Dün Bursa Büyükşehir Belediye Başkanı Mustafa Bozbey çıktı ve “Burfaş’ın ismi değişebilir” dedi, bu bile gündem oldu.  Ancak Oktay Yılmaz, kendi sorumluluğunun artmasına karşın, varla yok arasında bir yerlerde.
Artık seçmen, siyaseten dokunana, kapısı çalındığında işini gördürene, arandığında cevap verene ve masaya elini vurduğunda ses çıkarana oy veriyor. 
Oktay Yılmaz gibi siyasi bir figür, seçim dönemlerinde neden Büyükşehir Belediye Başkanlığı gibi bir makam için aday gösterilmesi muhtemel kişiler arasında olmadığını sorgulamalı. 
Çünkü son 30 yılda Bursa Büyükşehir Belediye Başkanları hep ilçe belediye başkanlarından çıktı. Bu bile başlı başına ne demek istediğimin bir kanıtıdır. 
Yıldırım ilçesi dediğimiz yer öylesine bir yer değildir. Başkentlik yapmış Bursa’nın merkez üslerinden biridir. Belki de Bursa’nın ilçeleri bir vücutsa Yıldırım kalbidir. Ancak Bursa’nın kalbi eskisi sağlıklı atmıyor.

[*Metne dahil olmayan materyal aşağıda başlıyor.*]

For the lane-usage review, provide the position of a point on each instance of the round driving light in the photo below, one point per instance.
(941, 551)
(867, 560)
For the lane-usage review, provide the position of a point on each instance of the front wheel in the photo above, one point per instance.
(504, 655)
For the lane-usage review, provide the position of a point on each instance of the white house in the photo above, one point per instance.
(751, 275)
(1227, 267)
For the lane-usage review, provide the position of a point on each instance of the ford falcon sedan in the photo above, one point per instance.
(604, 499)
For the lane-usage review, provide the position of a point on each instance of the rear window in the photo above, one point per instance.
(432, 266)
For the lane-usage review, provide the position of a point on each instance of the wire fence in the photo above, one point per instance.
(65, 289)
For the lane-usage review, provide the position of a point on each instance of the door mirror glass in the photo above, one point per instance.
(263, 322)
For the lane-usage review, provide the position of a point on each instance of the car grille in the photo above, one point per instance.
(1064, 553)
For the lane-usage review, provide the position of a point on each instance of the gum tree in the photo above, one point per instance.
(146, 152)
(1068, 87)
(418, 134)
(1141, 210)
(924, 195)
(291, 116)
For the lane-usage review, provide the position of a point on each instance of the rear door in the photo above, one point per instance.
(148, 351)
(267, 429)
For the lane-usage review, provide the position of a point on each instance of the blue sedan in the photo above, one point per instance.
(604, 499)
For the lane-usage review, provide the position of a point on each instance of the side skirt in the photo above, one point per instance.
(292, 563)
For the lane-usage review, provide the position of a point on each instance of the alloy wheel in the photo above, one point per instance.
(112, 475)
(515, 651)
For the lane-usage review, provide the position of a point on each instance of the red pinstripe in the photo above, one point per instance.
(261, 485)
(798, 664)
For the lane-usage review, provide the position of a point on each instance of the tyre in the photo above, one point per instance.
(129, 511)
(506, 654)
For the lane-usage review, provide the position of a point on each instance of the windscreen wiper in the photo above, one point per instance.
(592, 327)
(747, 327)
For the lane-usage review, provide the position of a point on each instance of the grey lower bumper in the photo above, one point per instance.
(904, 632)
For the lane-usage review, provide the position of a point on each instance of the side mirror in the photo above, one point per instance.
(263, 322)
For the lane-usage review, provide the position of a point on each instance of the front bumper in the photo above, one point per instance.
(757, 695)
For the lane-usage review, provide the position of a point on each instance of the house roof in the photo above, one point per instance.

Bütün tarihi dokuların betonlarla  etrafının kapatıldığı, doğru düzgün yeşil alanının kalmadığı, yapılaşmanın sağlıklı olmadığı, depreme dayanıksız binaların diğer ilçelere oranla daha fazla olduğu bölgelerden biri.
Gerekirse bir Belediye Başkanı elindeki gücü kullanarak vuracak, kıracak, parçalayacak ve yenisini yapacak. Bir Belediye Başkanı meydan okuyacak. Haykıracak gerekirse  dikilecek.
Şu ana kadar yapılanları büyük gören belediye başkanları hep tarihten silindi. Daha büyük düşünmeyenler için siyaset acımasız bir mecradır. Bugün Ankara’ya bakarsanız ne demek istediğimi anlarsınız.